Even if that mean consorting with the Romans, they were willing to do what it took to keep themselves at the top. Of course, they claimed that they were looking out for the safety of their people, and they no doubt fooled themselves into believing that; however, Jesus saw their hearts and the hearts of those who came before them. This was the same city that through Jeremiah into a cistern, the same city from with the wicked kings of Judah’s past had allowed idolatrous temples to be built for the worship of foreign gods, and the same city that had put countless prophets and people of God to death. What’s more, they were about to do it again in putting Jesus, the Son of God, to death.

Friends, it is out of a love of one’s country that one laments the evil found within it. We often think that patriotic loyalty means a blind acceptance of one’s nation without any questioning of the powers that be. This, however, is not patriotic loyalty, it is merely a toxic form of nationalism that put one’s nation over and above God and all that is good and right.

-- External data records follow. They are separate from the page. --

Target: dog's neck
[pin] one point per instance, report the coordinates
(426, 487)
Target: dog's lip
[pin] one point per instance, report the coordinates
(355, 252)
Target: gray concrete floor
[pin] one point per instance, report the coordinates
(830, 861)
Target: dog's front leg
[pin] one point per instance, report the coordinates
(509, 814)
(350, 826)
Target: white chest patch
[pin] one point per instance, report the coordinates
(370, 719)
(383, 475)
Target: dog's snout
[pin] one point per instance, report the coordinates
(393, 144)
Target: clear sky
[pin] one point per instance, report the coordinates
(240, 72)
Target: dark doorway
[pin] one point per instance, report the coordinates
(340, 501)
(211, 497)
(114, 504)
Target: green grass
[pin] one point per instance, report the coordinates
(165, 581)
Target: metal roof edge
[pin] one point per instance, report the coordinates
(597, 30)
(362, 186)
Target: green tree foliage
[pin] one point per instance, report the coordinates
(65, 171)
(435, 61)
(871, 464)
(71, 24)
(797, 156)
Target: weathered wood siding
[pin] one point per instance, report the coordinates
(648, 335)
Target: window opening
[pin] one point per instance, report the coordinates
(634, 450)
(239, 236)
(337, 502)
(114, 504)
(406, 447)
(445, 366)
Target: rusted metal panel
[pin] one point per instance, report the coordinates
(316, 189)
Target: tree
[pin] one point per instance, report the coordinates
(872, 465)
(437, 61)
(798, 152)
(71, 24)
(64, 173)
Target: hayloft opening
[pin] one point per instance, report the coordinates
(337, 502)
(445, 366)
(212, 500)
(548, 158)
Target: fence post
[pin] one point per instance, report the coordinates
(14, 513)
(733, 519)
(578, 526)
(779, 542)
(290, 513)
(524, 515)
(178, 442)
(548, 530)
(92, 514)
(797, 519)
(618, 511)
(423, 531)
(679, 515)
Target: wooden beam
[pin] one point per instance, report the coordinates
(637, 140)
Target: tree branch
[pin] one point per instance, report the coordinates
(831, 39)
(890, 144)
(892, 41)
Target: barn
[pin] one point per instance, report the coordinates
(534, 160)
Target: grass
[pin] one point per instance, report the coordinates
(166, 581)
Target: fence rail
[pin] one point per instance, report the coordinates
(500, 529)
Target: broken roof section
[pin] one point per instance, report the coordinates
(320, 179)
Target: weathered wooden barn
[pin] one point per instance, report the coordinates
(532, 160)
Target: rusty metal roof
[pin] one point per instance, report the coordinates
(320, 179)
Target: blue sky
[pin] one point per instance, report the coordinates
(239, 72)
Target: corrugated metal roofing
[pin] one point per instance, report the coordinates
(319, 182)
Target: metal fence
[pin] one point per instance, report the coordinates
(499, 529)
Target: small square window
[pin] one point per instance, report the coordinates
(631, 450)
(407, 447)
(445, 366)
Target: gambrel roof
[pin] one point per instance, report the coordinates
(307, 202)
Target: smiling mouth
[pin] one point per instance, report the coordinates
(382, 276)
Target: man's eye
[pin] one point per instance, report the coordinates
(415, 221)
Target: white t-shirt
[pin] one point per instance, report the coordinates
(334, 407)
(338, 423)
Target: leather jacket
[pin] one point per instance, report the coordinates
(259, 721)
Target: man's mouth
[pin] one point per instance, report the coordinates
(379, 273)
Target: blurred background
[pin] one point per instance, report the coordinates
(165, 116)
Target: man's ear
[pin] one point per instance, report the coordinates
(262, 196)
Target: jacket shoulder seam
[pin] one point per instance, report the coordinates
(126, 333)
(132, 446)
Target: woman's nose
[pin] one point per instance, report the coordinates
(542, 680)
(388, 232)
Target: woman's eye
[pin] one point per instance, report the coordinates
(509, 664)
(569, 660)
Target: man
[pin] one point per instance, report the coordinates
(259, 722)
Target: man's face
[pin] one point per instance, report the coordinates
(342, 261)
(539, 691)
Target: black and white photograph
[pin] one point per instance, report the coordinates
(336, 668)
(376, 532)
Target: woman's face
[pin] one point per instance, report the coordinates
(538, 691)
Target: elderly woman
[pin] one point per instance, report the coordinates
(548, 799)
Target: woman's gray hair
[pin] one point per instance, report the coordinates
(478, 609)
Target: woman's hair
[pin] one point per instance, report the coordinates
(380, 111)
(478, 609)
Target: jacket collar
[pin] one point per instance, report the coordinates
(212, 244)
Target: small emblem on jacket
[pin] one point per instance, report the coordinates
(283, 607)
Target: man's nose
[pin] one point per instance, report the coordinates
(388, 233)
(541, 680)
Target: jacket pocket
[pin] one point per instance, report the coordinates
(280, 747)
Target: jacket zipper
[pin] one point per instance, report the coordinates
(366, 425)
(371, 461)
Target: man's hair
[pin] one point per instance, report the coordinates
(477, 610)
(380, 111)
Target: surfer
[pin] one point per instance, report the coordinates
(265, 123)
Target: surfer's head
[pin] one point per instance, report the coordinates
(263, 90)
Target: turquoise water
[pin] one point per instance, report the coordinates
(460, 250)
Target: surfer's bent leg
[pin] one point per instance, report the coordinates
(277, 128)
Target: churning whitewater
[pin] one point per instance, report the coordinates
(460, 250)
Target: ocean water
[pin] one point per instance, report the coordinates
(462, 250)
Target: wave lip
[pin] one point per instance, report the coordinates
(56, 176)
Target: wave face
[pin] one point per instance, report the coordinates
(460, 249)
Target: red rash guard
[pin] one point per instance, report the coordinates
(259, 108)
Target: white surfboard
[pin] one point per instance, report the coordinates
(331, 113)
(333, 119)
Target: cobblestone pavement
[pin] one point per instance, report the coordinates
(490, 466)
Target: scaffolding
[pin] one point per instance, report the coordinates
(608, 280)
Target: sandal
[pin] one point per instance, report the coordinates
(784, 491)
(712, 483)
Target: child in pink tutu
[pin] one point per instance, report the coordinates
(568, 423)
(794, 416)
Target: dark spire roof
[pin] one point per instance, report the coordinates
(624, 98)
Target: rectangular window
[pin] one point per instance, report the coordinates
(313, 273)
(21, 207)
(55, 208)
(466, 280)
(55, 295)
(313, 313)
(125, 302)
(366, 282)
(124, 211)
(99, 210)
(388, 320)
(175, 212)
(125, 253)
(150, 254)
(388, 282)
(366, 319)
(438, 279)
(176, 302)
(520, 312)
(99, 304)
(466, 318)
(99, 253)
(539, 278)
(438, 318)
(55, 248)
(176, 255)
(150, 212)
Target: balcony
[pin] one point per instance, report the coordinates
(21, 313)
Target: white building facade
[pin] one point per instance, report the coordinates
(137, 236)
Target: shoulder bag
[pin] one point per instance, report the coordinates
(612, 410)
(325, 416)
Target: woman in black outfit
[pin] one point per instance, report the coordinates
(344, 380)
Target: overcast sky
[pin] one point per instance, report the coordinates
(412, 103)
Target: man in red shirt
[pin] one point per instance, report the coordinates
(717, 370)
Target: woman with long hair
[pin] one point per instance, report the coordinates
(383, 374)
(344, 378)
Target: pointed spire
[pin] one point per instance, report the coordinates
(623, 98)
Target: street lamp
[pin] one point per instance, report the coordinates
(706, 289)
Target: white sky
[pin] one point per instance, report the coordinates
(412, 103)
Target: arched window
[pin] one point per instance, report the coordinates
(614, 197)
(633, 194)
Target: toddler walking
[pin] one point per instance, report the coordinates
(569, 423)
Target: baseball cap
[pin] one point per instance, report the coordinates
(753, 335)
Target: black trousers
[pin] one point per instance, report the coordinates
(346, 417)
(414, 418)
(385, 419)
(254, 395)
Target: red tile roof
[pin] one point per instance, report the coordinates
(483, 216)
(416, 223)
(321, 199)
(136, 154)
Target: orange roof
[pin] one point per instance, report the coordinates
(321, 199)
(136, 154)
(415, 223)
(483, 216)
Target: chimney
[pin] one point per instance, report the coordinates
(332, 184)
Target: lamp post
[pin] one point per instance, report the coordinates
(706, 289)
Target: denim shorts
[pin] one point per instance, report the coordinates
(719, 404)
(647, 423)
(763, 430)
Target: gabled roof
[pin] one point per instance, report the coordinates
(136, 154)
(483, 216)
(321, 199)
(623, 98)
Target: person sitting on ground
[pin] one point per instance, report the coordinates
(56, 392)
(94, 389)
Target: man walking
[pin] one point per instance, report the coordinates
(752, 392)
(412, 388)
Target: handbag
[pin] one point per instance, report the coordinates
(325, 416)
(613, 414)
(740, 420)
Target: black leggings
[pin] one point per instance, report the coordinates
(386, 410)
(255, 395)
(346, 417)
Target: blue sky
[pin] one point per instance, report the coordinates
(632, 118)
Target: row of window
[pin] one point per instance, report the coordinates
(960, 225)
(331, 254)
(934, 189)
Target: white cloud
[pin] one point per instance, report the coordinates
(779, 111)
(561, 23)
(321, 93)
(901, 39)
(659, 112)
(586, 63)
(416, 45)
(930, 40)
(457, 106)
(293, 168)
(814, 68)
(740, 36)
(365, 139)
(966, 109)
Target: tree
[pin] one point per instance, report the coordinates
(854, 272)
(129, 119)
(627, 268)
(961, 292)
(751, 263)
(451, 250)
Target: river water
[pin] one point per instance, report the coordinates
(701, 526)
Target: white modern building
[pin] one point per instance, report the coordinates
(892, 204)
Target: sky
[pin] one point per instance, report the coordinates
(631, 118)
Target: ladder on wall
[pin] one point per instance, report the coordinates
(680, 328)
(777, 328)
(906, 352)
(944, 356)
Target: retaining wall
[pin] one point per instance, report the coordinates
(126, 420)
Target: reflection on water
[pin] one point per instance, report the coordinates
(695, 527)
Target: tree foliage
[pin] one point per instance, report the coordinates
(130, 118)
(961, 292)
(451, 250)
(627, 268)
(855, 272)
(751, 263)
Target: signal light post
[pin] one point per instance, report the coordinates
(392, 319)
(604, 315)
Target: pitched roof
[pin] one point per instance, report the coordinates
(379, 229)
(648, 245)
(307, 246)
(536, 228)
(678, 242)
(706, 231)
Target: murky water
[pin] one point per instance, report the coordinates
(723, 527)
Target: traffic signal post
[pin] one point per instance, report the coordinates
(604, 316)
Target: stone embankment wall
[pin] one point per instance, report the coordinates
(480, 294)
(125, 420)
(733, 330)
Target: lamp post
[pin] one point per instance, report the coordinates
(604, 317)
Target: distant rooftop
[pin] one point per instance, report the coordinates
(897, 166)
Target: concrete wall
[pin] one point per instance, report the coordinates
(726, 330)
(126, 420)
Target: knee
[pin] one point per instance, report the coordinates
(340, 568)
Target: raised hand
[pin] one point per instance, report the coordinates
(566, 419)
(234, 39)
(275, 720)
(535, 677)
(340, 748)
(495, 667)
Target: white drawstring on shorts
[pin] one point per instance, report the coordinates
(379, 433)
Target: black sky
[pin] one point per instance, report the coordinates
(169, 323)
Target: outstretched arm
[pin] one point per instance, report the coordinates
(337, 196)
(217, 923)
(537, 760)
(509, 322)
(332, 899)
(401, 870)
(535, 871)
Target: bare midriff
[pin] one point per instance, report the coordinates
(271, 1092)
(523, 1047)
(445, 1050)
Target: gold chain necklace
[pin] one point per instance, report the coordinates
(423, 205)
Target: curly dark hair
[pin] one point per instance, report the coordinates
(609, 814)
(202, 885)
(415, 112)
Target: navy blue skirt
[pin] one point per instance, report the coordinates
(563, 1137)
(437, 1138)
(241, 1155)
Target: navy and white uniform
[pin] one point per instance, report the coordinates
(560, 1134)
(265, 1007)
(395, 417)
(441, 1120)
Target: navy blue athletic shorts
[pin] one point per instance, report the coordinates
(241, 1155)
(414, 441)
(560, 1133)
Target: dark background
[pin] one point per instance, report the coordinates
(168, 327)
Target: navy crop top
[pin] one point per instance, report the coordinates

Let us be challenged by Jesus lament over Jerusalem and let us look with Christ’s eyes at our own countries. No matter where you are from, you live in a country that sometimes gets it right, and other times gets it wrong? In what ways, and over what things, should you be lamenting. More importantly, what are you willing to do about it? Jesus’ marched into Jerusalem and offered himself up as a sacrifice for the world’s sins. While we can never do what Christ did, we can offer ourselves up for Christ and for the Christian witness in our world. I pray we all have the strength and courage to do so.

THOUGHT OF THE DAY
“Give me one hundred preachers who fear nothing but sin and desire nothing but God, and I care not whether they be clergymen or laymen, they alone will shake the gates of Hell and set up the kingdom of Heaven upon Earth.” – John Wesley

PRAYER
Lord, help me to see things clear enough to lament the wrong I see, and give me the courage to stand against such things in the name of Jesus Christ our Lord. Amen.